= Trade creation =

Economic effect of customs unions

Trade creation is an economic term related to international economics in which trade flows are redirected due to the formation of a free trade area or a customs union. The issue was firstly brought into discussion by Jacob Viner (1950), together with the trade diversion effect.

In the former case after the formation of economic union, the cost of the goods considered is decreased, leading to an increase of efficiency of economic integration. Hence, trade creation's essence is in elimination of customs tariffs on inner border of unifying states (usually already trading with each other), causing further decrease of price of the goods, while there may be a case of new trade flow creation of the goods between the states decided to economically integrate.

The opposite takes place in case of trade diversion, when the trade flow is diverted from actually cost-efficient partner state to less efficient one – but which became a member of economic union and made its goods cheaper within a union, but higher compared to the rest of the world.
In practice, both trade creation and diversion effects take place due to formation of economic union. Efficiency of economic integration of specific union right now is assessed as a final outcome between trade creation and diversion effects: it is cost-effective in case of prevailing of the trade creation effects, and vice versa.

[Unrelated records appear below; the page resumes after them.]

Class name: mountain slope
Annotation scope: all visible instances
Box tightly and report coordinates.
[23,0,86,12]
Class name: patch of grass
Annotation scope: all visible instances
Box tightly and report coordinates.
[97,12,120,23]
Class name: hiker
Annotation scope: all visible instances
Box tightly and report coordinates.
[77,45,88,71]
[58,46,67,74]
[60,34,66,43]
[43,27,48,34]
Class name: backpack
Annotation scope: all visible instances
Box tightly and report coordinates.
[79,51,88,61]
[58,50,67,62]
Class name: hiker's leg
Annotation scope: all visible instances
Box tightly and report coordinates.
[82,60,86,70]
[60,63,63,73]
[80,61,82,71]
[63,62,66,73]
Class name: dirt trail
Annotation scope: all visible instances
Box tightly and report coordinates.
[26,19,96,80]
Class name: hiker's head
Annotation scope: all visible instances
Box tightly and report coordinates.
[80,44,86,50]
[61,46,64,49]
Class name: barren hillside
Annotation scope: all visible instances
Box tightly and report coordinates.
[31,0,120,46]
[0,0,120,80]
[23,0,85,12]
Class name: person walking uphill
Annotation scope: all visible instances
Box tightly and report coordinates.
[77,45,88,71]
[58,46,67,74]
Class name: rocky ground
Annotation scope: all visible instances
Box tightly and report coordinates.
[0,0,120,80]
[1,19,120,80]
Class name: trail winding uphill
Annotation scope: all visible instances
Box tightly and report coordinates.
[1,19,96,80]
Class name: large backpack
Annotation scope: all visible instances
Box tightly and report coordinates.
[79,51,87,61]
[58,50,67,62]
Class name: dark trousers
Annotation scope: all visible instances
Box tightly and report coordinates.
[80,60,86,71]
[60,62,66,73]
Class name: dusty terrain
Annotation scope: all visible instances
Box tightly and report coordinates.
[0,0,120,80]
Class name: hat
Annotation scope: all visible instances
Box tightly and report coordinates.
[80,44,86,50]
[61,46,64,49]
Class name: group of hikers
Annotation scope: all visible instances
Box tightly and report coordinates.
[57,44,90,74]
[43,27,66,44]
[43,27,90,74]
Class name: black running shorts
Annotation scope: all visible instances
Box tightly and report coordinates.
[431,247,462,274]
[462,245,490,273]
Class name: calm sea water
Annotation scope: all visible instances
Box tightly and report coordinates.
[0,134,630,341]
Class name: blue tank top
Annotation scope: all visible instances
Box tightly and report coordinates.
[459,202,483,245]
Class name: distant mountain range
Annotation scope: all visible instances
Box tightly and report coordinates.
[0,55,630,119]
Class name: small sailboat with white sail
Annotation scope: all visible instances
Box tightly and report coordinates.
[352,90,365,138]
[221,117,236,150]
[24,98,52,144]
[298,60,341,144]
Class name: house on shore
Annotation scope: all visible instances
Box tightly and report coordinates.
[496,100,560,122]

== Occurrence of trade creation ==
When a customs union is formed, the member nations establish a free trade area amongst themselves and a common external tariff on non-member nations. As a result, the member nations establish greater trading ties between themselves now that protectionist barriers such as tariffs, import quotas, non-tariff barriers and subsidies have been eliminated. The result is an increase in trade among member nations in the good or service of each nation's comparative advantage. In other words, increase in trade causes greater revenues, (more profitable).

== Downside of trade creation ==
The creation of trade is important to the nation entering the customs union in that increased specialization may hurt other industries. Arguments for protectionism, such as the infant industry argument, national defense, outsourcing, and issues with health and safety regulations are brought to mind. However, customs unions are typically formed with friendly nations, eliminating the national defense argument.